Die Reaktion am Anleihemarkt auf den US-Iran-Konflikt verdient mehr Aufmerksamkeit. Während sich Händler auf die Risikoseite der Dinge und Sicherheitsströme konzentrieren, könnte man leicht übersehen, dass die Renditen von Staatsanleihen seit Ende letzter Woche tatsächlich gestiegen sind. Die 10-Jahres-Rendite ist heute um weitere 5 Basispunkte auf 4,107 % gestiegen. Das sind deutlich mehr als 15 Basispunkte mehr als im Februar.
In einer Zeit, in der Händler zwischen der Suche nach sicheren Vermögenswerten und der Einpreisung höherer Inflationserwartungen abwägen müssen, scheint letztere relativ stark die Oberhand zu gewinnen. Dies, da wir sehen, dass die Ölpreise wieder steigen, wobei Rohöl der Sorte WTI nun um über 6 % auf 75,65 $ gestiegen ist, den höchsten Stand seit Juni letzten Jahres.
Tageschart der Renditen 10-jähriger US-Staatsanleihen (%)
Und wenn man sich die Preisgestaltung der großen Zentralbanken anschaut, ergibt die Marktreaktion, die wir sehen, jetzt allmählich mehr Sinn. Der Appetit auf Zinssenkungen lässt nach, und bei einigen großen Zentralbanken verschiebt sich das Narrativ gänzlich zugunsten von Zinserhöhungen.

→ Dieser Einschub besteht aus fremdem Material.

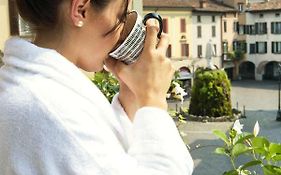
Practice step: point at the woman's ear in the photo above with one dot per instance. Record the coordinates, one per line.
(78, 11)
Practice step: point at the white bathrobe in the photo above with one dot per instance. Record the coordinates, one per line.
(55, 121)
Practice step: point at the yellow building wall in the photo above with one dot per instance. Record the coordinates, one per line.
(229, 35)
(174, 32)
(4, 23)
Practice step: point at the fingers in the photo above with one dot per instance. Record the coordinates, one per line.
(163, 43)
(151, 34)
(109, 65)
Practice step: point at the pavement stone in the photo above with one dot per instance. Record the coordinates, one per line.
(260, 100)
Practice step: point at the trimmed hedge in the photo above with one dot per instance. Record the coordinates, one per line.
(210, 95)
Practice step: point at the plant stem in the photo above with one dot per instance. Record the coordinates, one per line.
(232, 162)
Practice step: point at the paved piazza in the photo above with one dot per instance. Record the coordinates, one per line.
(260, 99)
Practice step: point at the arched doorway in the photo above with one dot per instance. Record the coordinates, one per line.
(247, 70)
(271, 71)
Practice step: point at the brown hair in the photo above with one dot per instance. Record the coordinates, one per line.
(42, 14)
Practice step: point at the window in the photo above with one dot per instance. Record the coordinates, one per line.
(199, 32)
(165, 25)
(225, 47)
(184, 50)
(242, 29)
(235, 45)
(169, 51)
(250, 29)
(24, 28)
(276, 27)
(240, 7)
(261, 47)
(235, 26)
(199, 51)
(198, 18)
(225, 26)
(276, 47)
(183, 25)
(213, 31)
(261, 28)
(252, 48)
(215, 49)
(213, 18)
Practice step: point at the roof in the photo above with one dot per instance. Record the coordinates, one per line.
(194, 5)
(271, 5)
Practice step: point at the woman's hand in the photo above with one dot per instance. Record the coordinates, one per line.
(150, 76)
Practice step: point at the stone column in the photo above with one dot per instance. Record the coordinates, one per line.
(4, 21)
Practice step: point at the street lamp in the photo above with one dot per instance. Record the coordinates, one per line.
(278, 117)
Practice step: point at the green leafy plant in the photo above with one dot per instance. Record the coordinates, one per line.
(260, 150)
(210, 94)
(107, 83)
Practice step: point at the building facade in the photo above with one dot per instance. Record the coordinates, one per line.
(191, 25)
(5, 23)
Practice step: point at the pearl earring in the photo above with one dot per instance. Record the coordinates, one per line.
(80, 24)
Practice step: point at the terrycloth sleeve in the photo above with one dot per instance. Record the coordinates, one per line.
(154, 141)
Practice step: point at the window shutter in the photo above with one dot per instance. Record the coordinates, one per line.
(256, 28)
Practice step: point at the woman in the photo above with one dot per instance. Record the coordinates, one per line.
(54, 121)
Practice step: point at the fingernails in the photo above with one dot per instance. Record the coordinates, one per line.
(152, 22)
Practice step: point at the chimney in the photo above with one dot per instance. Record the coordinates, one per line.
(203, 3)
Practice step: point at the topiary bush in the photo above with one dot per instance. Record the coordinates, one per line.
(210, 95)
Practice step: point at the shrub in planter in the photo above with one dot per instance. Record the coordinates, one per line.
(107, 83)
(210, 95)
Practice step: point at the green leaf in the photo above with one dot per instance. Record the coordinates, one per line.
(245, 137)
(271, 170)
(231, 172)
(239, 149)
(275, 148)
(276, 158)
(251, 163)
(222, 136)
(221, 150)
(260, 145)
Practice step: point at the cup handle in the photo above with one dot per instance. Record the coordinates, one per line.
(158, 18)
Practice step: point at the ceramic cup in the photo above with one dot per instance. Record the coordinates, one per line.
(132, 38)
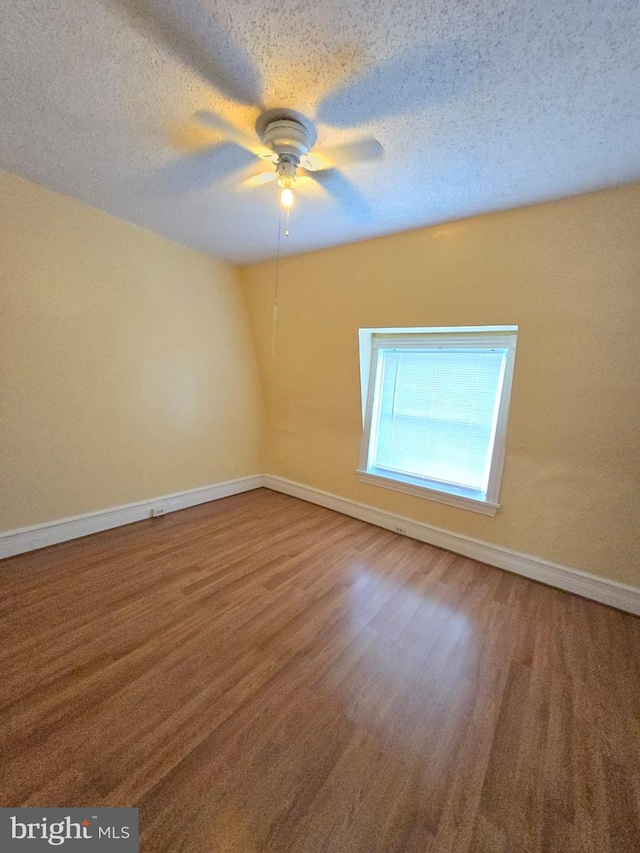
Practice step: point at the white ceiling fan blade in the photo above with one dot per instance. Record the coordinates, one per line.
(364, 150)
(233, 134)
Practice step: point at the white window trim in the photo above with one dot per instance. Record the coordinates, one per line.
(370, 340)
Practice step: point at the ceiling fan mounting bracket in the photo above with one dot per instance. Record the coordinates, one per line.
(288, 133)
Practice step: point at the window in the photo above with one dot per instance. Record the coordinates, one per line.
(436, 412)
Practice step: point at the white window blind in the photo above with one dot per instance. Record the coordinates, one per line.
(436, 414)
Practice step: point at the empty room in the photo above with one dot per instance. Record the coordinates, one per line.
(320, 426)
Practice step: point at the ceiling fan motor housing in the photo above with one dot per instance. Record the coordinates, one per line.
(287, 136)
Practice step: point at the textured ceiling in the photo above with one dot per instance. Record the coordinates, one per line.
(479, 106)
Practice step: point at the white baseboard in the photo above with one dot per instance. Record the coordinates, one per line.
(605, 591)
(51, 533)
(609, 592)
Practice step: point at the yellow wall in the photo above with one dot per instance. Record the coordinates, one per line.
(126, 365)
(568, 273)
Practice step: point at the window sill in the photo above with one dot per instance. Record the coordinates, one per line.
(483, 507)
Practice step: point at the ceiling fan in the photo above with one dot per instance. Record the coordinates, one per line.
(285, 139)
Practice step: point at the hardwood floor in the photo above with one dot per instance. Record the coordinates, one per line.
(261, 674)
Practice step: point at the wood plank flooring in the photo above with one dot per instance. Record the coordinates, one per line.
(261, 674)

Betrachtet man die Fed-Fonds-Futures, so ist die Wahrscheinlichkeit einer Zinssenkung im Juli weiter gesunken und liegt nun bei nur noch etwa 65 %. Und bis zum Jahresende rechnen Händler nur noch mit etwa 43 Basispunkten an Zinssenkungen der Fed. Das steht im Gegensatz zu den etwa 59 Basispunkten, die Ende letzter Woche eingepreist waren.
Neben dem Wiederaufleben des Petrodollars ist dies auch ein weiterer starker Windwechsel, der den Dollar in dieser Woche weiter anziehen lässt.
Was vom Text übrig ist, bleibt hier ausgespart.